There is no substitute for soundness in doctrine. Just as such soundness will not substitute for impurity of life and failure to work, so neither will proper spirit, great works, etc., substitute for false doctrine. Why should we encourage a choice between two evils? Why hint that this New Testament story teaches that one may be either lacking in works or in sound doctrine? Why not teach as Jesus did that our life, worship and work must be RIGHT, both in spirit and in truth?

The Salvation Army is indeed "neighbor" to thousands, but that will not excuse its false teachings. Roman Catholics do "many mighty works," but such will not substitute for their false doctrines. Jehovah's Witnesses (?) certainly demonstrate zeal and sincerity, but their doctrine is not made less damaging by such sincerity.
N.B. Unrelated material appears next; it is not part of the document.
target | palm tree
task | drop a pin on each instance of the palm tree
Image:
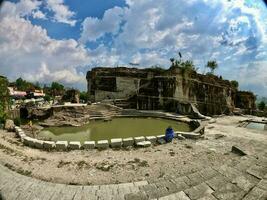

So, false doctrines, unscriptural methods, doubtful works, etc., when practiced by Christians today, will not be excused by the Lord just because of a pious attitude, a sincere motive or a great zeal to do good.

From New Testament emphasis upon soundness in doctrine, such as is found in Titus 2 and Mark 7:7, we must conclude that our doctrine (teaching) must be true to the word of God, and it must be with sincerity, and must be exemplified by faithfulness of life and works.